Saturday, January 03, 2009

What Can Brown Do For You?

Let's focus less on what they can do for me and more on what they can't do for me. The answer: they can't screw it up any worse than FedEx has.

Pleased to learn that I would have work show in Chicago, I sent The Global Marketplace via FedEx Ground to A.R.C. gallery on Dec. 22 (A.R.C. doesn't write the name with the periods, but they pronounce each letter when answering the phone). It was slated to arrive within 2-3 business days, and with a holiday crammed in the middle, I figure it would arrive around the 28th. Currently, the work is in what is called a "destination station" in La Grange - about half way between Chicago and Naperville.

After three phone calls to Fed Ex I have learned quite a bit about their business model. Not enough to become an expert, but possibly enough to know that, unless it isn't urgent, I am sticking USPS. After all, they deliver for you.

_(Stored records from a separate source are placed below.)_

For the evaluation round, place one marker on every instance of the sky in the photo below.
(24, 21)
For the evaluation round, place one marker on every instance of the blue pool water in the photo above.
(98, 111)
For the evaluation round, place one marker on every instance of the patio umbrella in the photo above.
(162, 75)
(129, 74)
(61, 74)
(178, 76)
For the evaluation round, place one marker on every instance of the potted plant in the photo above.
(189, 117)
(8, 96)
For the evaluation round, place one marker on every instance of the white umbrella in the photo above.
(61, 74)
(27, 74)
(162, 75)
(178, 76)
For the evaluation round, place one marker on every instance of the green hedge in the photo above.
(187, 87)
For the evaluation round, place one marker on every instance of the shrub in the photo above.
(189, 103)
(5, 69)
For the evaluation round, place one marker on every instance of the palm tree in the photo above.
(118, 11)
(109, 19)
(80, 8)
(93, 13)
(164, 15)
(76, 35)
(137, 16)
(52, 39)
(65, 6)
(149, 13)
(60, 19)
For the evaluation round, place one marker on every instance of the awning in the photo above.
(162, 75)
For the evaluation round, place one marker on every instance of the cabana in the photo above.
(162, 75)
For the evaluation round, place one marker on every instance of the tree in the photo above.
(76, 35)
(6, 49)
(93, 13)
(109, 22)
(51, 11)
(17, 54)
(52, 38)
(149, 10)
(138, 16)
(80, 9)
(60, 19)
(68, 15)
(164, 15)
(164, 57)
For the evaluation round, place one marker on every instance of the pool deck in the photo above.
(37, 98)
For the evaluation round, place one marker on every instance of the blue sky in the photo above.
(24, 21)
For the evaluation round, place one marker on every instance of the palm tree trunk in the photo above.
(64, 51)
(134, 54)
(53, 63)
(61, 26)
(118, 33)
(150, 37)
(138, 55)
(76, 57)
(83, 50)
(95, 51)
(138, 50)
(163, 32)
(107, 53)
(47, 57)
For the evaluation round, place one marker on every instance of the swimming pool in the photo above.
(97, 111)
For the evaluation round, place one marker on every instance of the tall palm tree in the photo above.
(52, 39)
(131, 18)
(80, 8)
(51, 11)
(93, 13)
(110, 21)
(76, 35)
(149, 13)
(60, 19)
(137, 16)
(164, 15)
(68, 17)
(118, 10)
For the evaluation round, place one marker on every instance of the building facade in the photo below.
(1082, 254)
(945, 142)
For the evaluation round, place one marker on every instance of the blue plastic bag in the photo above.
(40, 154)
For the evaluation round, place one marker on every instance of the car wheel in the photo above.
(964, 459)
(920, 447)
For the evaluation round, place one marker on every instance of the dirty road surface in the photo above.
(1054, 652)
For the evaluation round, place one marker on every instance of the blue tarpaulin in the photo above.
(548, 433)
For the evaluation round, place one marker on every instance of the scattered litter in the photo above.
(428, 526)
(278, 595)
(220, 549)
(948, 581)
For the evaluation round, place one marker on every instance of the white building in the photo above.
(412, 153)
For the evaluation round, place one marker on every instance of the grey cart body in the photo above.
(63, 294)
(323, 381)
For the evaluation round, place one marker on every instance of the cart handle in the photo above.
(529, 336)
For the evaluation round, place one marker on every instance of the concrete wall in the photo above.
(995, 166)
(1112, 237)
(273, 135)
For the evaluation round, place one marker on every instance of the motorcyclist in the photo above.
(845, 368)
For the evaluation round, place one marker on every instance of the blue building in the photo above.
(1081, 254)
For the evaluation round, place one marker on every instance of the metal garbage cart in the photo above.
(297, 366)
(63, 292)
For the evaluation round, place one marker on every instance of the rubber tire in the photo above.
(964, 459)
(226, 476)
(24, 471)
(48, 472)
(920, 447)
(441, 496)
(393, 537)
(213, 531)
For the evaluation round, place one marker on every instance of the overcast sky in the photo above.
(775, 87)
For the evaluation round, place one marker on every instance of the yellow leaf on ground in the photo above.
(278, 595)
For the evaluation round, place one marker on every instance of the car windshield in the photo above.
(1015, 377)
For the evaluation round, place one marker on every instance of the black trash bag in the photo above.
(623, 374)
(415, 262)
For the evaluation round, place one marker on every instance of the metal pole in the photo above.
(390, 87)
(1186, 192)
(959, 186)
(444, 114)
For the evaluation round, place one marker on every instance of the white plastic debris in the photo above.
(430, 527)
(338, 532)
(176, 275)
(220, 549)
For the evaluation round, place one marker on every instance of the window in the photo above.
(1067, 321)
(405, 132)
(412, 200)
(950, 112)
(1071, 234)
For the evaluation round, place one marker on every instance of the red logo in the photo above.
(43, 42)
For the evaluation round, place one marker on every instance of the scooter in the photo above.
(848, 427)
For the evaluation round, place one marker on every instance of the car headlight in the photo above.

I'm willing to believe the typical FedEx user ships from a retail store - a location to buy shipping supplies, get some "Kinkos" copies, and maybe do some computer work, all for exorbitant rates that they might deem "competitive." From there, it goes to a destination station, which differs if you ship air or ground. To the zip code I shipped, air goes to Hillside, ground to La Grange.

Destination Stations can also determine their own hours and work days. In La Grange, they don't do weekends. This might be the same for all FedEx Ground, but I cannot recall. The other thing La Grange apparently does not do is Dec. 30, Dec. 31, or Jan 2, as there is no vehicle activity for my package on any of those days.

There was a time when I swore I would never ship art again via FedEx or UPS. One summer I worked as the Assistant Gallery Manager at the Chautauqua Center for the Visual Arts Gallery (they are only open during the 10 week summer season), and the Gallery Manager and I were strolling the grounds (got a coffee) and we passed a FedEx or UPS truck (f.ups for short) about a block away from the gallery as he was making a delivery to another building in Chautauqua. The f.ups guy was literally throwing boxes around the back of the truck, and I joked to the manager that those boxes were probably ours.

See... we were expecting work that week for the upcoming "craft" exhibition - most of it glass.

The exhibition at ARC I believe opens on Jan 7th. My work, and the work of several other artists, might still be in La Grange.

I miss DHL. Though the joke was that it means "Dumped, Hidden, or Lost," I never had a problem with them. I'd like to believe it is because the D meant Deutsche.